Warlick v. Com.

Decision Date14 October 1974
CourtVirginia Supreme Court
PartiesJim Edward WARLICK v. COMMONWEALTH of Virginia.

Page 746

208 S.E.2d 746
215 Va. 263
Jim Edward WARLICK
Supreme Court of Virginia.
Oct. 14, 1974.

Enos Richardson, Jr., Fredericksburg, for plaintiff in error.

James E. Kulp, Asst. Atty. Gen. (Andrew P. Miller, Atty. Gen., on brief), for defendant in error.


I'ANSON, Chief Justice.

Defendant, Jim Edward Warlick, was charged in an indictment with breaking and entering in the nighttime a certain drug store with intent to commit larceny therein. Defendant waived trial by jury and was found guilty as charged and sentenced to five years in the state penitentiary.
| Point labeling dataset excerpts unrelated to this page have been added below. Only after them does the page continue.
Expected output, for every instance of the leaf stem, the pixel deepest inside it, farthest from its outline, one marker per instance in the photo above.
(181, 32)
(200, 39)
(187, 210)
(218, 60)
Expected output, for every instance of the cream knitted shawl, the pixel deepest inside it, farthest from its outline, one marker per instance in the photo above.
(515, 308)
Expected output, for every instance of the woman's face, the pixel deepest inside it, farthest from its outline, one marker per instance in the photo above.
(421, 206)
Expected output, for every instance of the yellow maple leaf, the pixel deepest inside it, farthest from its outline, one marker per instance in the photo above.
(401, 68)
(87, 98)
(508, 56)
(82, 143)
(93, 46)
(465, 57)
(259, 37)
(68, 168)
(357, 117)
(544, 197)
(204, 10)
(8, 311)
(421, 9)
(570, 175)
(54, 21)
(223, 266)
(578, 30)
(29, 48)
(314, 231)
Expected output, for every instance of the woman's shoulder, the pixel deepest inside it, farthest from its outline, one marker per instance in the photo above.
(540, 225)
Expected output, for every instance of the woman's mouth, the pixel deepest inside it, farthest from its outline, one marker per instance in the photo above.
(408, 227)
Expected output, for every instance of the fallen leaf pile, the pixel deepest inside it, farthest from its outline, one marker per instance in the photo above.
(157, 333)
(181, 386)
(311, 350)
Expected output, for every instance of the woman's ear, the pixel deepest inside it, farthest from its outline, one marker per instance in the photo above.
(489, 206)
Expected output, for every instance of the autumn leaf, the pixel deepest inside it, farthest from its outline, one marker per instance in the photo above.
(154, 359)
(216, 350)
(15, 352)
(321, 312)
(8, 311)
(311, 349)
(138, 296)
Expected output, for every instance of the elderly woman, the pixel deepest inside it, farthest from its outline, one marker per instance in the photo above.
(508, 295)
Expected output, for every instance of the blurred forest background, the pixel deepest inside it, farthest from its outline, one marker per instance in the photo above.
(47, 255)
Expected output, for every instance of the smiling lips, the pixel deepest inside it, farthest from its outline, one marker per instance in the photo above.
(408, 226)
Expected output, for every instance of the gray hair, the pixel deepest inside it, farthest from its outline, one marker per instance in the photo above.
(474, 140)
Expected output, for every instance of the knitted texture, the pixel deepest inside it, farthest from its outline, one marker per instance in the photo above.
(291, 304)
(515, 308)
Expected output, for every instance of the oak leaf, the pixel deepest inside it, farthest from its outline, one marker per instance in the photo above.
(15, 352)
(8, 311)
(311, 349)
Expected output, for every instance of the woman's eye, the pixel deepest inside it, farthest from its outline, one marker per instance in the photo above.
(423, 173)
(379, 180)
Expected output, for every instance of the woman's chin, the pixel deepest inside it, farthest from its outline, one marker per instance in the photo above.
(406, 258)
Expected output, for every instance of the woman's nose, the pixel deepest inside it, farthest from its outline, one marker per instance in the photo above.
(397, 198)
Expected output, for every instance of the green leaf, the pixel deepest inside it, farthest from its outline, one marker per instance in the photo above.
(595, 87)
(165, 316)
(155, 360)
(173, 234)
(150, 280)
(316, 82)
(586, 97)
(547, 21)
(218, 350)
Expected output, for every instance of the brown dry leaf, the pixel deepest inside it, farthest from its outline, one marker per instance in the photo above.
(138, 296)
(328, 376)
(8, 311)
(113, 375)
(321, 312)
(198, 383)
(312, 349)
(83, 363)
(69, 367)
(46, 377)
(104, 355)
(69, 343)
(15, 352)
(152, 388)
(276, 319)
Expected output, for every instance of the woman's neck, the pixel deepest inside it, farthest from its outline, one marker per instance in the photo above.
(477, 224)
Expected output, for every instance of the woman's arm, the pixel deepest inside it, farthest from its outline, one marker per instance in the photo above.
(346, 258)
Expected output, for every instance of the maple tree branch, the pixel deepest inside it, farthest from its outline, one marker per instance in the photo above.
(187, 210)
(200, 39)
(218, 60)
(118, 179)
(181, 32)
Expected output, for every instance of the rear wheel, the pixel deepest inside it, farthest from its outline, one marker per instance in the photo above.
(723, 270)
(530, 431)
The defendant contends that the trial court erred in denying his motion to exclude his confession and other statements made to the police as a result of an illegal search of his home.

Page 747

The evidence shows that during the evening of November 27, 1972, the Metro Drug Store, in Fredericksburg, Virginia, was broken into and a quantity of controlled drugs was stolen. For several hours prior to the breaking and entering a yellow [215 Va. 264] automobile with a black top, bearing Texas license plates, was seen cruising the area. At approximately 10:30 that night two persons saw the car parked near the drug store with no one in it, and one of the witnesses recorded its license plate number. After the car had left, the two witnesses went to the store to investigate and found that it had been broken into. The police were notified and given the license plate number of the automobile.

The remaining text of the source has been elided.